Immune therapies—Grade: C

Some alternative practitioners recommend treatment with intravenous immunoglobulin-G, on the premise that immune deficits cause symptoms of autism. One open trial reported subjective improvements, but two other trials with specific outcome measures found no benefit.

Other approaches

Chelation—Grade: C

One alternative theory holds that mercury is poorly eliminated by children with autism, and that the toxic metal alters immune function and development. Epidemiological studies have failed to find a link between the use of the ethyl mercury–based preservative thimerosal in vaccines and autism. Despite this, chelation, the standard treatment for heavy metal poisoning, is marketed as an off-label treatment for autism. There are no controlled studies testing chelation's safety or effectiveness as an autism treatment, and at least one child has died after being treated with EDTA (ethylenediamine tetraacetic acid) chelation for autism.

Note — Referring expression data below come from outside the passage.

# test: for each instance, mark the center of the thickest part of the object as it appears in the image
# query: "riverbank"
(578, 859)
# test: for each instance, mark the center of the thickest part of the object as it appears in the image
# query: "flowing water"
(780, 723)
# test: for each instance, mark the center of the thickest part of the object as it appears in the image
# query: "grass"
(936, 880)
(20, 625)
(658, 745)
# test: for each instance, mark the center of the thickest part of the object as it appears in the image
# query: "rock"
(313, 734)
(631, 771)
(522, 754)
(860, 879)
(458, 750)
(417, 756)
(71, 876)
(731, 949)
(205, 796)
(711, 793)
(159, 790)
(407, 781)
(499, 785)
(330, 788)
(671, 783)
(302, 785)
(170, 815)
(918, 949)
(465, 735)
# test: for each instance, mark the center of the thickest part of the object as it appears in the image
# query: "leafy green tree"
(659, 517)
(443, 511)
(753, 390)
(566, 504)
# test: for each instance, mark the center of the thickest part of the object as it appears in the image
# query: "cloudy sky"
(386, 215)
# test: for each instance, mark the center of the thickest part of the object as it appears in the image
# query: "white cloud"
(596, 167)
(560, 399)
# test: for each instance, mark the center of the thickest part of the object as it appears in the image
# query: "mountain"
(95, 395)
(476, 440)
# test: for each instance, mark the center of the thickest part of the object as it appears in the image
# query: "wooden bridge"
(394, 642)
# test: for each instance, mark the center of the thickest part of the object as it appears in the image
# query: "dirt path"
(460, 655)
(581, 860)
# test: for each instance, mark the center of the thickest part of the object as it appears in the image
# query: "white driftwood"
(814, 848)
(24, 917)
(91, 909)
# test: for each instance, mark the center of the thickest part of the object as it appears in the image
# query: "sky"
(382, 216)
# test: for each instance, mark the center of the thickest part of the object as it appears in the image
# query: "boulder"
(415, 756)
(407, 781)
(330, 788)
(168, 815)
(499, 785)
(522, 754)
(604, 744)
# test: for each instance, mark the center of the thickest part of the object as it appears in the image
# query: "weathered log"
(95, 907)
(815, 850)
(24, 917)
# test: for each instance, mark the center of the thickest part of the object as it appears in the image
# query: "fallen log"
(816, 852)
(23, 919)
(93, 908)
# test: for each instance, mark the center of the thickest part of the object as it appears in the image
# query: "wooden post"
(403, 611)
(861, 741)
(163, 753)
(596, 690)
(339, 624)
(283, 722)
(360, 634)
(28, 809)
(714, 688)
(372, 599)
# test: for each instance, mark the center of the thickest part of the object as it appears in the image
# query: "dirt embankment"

Gluten-free/casein-free diet (GF/CF)—Grade: B

This diet is a popular alternative treatment for autism, based on the premise that the proteins gluten (found in wheat) and casein (in milk) aggravate autistic symptoms because they in some way mimic opiate neuropeptides. One small single-blind trial found some improvements; larger double-blinded trials have found none. Hyman and Levy speculate that improvements seen by parents may be from removing lactose from the diets of children who are lactose intolerant.